Among self-reports by adults ages 25 to 80, never-married folks reported a quality of health close to that of all those hale and glowing married folks in the New York Times.
But wait! The ASA article is all about “never-married adults” and “people” and otherwise gender-neutralicious until paragraph 5. Then this: “This narrowing health gap between the married and the never married applies only to men, but not women.” Hey! No fair burying the lede, and … no fair! The piece also doesn’t mention that the apparent health benefits of marriage apply predominately to men in the first place.
One explanation offered: today’s culture might offer never-married men “greater access to [the kind of] social resources and support” — like that used to come, you know, only from a wife. (So, like, now it’s the guys from rotisserie baseball who are saying, “Dude, you should get that mole checked out”?)
So we’re not really sure what this study is saying, though you definitely should get that mole checked out.

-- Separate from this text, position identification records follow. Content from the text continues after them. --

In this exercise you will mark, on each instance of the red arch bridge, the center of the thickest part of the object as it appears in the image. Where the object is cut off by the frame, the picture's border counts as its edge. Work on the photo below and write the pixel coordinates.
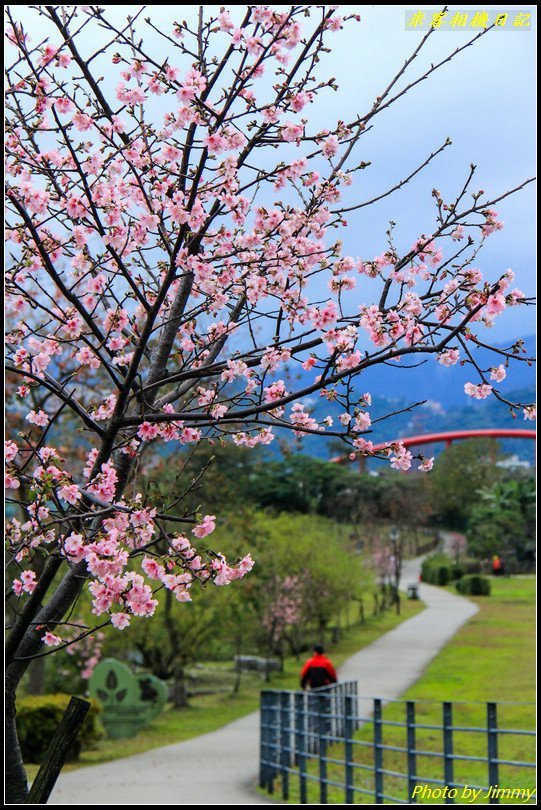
(448, 437)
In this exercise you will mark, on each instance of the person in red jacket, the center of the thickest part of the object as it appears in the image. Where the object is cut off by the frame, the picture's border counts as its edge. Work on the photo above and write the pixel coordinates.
(318, 670)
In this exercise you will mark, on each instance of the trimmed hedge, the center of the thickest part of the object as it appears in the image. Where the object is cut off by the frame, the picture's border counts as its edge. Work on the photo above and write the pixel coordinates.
(38, 717)
(439, 569)
(474, 585)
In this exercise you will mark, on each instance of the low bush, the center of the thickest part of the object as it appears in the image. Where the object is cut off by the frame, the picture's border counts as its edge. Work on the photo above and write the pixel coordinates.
(38, 717)
(474, 585)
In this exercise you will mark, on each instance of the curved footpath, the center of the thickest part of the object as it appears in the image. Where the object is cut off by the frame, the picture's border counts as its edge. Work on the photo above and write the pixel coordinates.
(221, 767)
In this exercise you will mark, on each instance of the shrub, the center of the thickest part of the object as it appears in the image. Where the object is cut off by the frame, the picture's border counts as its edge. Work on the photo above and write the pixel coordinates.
(474, 585)
(38, 717)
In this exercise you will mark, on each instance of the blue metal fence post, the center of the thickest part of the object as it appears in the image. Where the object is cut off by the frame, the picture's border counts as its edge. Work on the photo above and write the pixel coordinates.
(378, 753)
(492, 744)
(348, 747)
(411, 746)
(322, 705)
(448, 773)
(274, 738)
(285, 743)
(300, 743)
(263, 740)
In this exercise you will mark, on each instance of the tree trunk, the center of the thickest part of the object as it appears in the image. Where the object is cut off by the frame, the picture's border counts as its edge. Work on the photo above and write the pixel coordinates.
(36, 673)
(16, 779)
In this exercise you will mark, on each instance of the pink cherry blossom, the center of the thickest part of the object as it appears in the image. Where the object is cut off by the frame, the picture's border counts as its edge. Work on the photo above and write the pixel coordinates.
(51, 640)
(40, 418)
(120, 620)
(206, 526)
(499, 373)
(479, 391)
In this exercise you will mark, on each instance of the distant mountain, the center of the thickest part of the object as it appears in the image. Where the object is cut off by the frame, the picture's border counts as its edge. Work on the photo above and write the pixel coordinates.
(394, 388)
(436, 383)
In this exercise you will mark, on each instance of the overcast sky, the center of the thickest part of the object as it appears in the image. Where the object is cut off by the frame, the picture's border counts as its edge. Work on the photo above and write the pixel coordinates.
(484, 100)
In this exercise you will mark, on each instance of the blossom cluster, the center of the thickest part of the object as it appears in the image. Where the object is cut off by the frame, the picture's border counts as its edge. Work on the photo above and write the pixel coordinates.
(164, 279)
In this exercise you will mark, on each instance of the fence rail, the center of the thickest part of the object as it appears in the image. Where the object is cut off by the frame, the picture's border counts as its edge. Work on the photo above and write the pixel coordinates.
(317, 742)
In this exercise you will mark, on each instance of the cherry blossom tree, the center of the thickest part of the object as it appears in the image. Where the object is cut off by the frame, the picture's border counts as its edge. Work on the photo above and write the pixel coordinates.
(173, 232)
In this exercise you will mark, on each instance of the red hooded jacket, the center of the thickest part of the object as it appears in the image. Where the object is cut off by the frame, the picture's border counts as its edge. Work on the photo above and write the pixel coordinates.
(318, 671)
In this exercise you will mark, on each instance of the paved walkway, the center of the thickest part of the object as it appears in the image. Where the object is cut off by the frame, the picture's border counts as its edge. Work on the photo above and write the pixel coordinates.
(221, 767)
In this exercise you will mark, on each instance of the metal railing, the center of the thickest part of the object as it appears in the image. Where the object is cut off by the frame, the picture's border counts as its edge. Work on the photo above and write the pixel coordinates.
(316, 742)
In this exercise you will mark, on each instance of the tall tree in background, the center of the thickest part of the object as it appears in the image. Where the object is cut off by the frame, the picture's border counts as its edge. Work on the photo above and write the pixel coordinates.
(173, 242)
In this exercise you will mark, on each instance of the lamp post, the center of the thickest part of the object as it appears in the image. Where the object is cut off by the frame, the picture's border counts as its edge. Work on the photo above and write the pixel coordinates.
(394, 537)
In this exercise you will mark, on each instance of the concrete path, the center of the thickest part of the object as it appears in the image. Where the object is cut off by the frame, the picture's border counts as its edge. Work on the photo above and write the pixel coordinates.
(221, 767)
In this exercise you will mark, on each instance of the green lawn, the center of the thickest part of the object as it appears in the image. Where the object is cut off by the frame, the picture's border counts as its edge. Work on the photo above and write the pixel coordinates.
(492, 658)
(212, 711)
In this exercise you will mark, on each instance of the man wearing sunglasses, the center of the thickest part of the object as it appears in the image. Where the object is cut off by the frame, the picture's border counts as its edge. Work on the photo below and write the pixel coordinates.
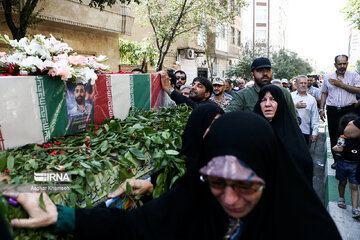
(180, 79)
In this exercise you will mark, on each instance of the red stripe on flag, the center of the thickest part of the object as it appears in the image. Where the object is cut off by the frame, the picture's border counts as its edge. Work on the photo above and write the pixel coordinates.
(102, 96)
(157, 95)
(2, 146)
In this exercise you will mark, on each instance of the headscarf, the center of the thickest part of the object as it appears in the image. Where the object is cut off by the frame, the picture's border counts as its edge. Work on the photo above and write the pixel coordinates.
(287, 131)
(288, 208)
(192, 138)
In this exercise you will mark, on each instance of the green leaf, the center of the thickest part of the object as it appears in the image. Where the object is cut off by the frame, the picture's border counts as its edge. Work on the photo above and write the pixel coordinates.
(108, 164)
(165, 135)
(128, 156)
(88, 202)
(128, 188)
(42, 203)
(85, 165)
(73, 199)
(2, 160)
(124, 174)
(173, 180)
(137, 126)
(172, 152)
(137, 153)
(157, 140)
(104, 146)
(10, 162)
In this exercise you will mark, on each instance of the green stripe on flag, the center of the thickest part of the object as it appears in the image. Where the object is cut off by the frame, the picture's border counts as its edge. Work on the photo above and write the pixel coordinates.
(52, 105)
(140, 91)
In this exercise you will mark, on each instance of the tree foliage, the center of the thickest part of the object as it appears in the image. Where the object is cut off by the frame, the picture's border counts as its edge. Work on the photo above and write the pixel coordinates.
(21, 14)
(172, 19)
(137, 53)
(285, 64)
(352, 12)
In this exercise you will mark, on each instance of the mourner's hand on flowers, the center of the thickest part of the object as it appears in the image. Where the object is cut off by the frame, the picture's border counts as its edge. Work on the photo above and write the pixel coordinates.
(139, 187)
(38, 217)
(336, 82)
(300, 104)
(165, 81)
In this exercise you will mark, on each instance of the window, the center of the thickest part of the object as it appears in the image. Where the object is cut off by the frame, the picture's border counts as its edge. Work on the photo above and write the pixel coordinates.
(261, 36)
(232, 35)
(238, 38)
(261, 15)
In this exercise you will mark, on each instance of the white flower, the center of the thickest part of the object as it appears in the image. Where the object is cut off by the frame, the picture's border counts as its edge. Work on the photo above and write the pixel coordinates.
(16, 58)
(85, 75)
(31, 63)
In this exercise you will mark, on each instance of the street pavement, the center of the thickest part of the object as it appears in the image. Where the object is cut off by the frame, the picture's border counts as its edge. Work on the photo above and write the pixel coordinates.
(325, 185)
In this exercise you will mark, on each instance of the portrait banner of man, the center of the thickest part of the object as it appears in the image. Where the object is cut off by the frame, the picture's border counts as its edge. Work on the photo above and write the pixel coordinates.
(80, 106)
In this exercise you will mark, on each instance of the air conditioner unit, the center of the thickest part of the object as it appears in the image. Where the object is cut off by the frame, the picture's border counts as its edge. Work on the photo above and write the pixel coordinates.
(190, 54)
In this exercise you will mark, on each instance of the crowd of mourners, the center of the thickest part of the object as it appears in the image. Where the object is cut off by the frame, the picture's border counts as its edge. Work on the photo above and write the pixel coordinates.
(249, 169)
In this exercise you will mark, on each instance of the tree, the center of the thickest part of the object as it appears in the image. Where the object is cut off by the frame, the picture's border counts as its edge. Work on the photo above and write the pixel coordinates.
(248, 54)
(352, 12)
(287, 64)
(137, 53)
(21, 14)
(172, 19)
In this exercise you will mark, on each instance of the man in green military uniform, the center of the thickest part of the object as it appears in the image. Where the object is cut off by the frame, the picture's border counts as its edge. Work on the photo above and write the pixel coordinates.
(246, 99)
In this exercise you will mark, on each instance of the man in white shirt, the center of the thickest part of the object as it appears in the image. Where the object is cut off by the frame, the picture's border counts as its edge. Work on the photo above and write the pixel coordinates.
(307, 109)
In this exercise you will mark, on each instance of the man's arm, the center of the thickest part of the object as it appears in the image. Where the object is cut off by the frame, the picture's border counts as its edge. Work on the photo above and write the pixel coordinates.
(322, 106)
(352, 130)
(290, 103)
(314, 121)
(341, 84)
(236, 103)
(177, 97)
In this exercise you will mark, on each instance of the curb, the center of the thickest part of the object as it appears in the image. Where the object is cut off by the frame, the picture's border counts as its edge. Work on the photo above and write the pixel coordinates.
(348, 227)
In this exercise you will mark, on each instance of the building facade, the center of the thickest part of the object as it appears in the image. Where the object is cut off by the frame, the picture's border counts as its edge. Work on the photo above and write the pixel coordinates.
(88, 31)
(265, 24)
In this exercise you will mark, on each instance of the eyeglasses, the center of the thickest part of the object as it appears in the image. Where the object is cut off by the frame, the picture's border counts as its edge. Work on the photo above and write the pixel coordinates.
(243, 187)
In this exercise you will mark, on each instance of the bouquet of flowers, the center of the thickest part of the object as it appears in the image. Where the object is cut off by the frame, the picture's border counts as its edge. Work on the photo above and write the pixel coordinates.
(43, 55)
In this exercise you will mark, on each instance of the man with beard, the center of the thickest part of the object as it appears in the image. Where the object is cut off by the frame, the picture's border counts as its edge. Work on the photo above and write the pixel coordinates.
(338, 92)
(313, 91)
(246, 98)
(200, 91)
(307, 109)
(180, 79)
(218, 94)
(81, 108)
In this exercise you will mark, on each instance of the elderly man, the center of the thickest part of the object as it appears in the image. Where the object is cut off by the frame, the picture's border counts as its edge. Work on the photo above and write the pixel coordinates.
(185, 90)
(82, 107)
(338, 92)
(218, 94)
(307, 108)
(180, 79)
(276, 82)
(262, 74)
(314, 91)
(285, 84)
(241, 84)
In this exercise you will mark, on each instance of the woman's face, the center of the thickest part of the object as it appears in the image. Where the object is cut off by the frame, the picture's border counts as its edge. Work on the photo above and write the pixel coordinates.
(268, 106)
(236, 202)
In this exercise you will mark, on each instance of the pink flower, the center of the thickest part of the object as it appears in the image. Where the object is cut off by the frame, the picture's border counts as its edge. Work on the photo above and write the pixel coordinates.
(77, 60)
(59, 58)
(52, 72)
(63, 72)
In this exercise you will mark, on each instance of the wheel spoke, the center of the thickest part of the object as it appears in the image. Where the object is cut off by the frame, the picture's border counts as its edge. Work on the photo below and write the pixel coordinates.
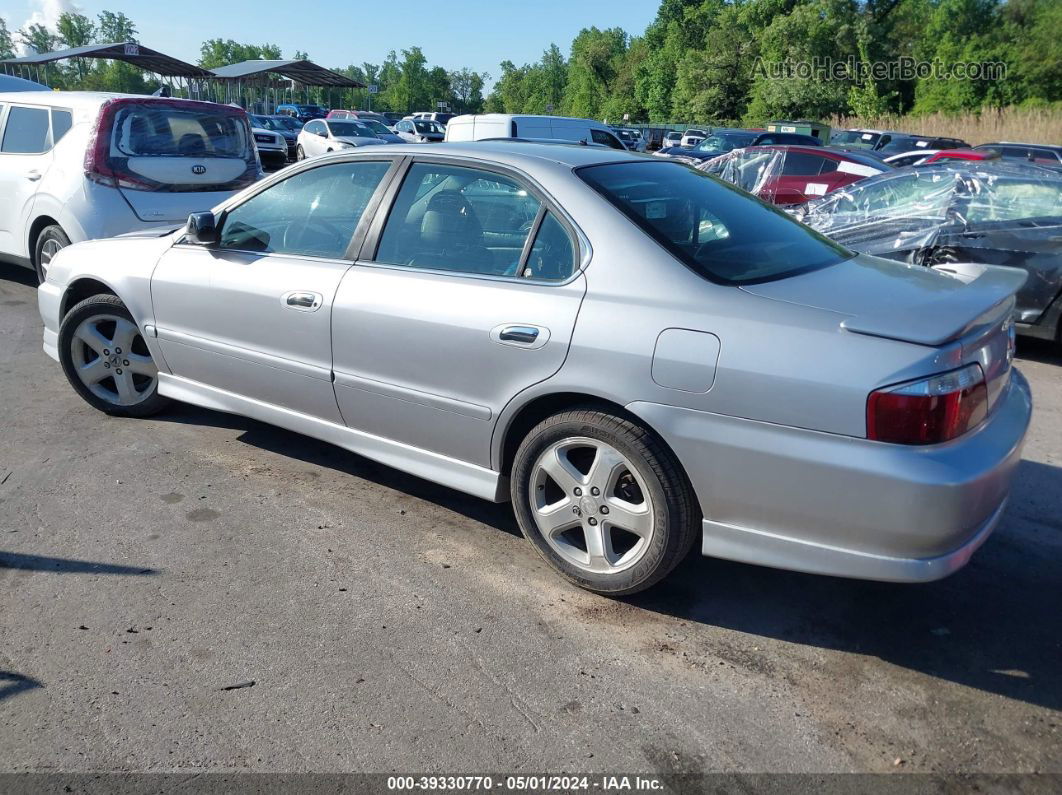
(555, 518)
(557, 466)
(605, 469)
(141, 365)
(89, 334)
(125, 332)
(93, 372)
(126, 392)
(635, 519)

Okay, it does posit that married folks are — far as they tell researchers — healthier than our widowed, divorced, and separated friends, because, you know, breakups are stressful. But what about single women? What about the role of insurance coverage?
CBS News, with a glass-half-empty lede (“Getting married doesn’t improve one’s health as much as it used to”), also throws this curve ball: “Encouraging marriage in order to promote health may be misguided,” the researchers write. “In fact, getting married increases one’s risk for eventual marital dissolution, and marital dissolution seems to be worse for self-rated health now than at any point in the past three decades.” Ah, the old “avoid getting together because you might break up” plan. Thanks, American Excuse Association!
Of course there’s a role in the world for broad sociological research (not to mention, ahem, incisive, tough-question journalism). But over here at BG Labs, seems to us the key is to find a healthy relationship, and/or, to feel pretty damn okay (at least in the meantime) about being single.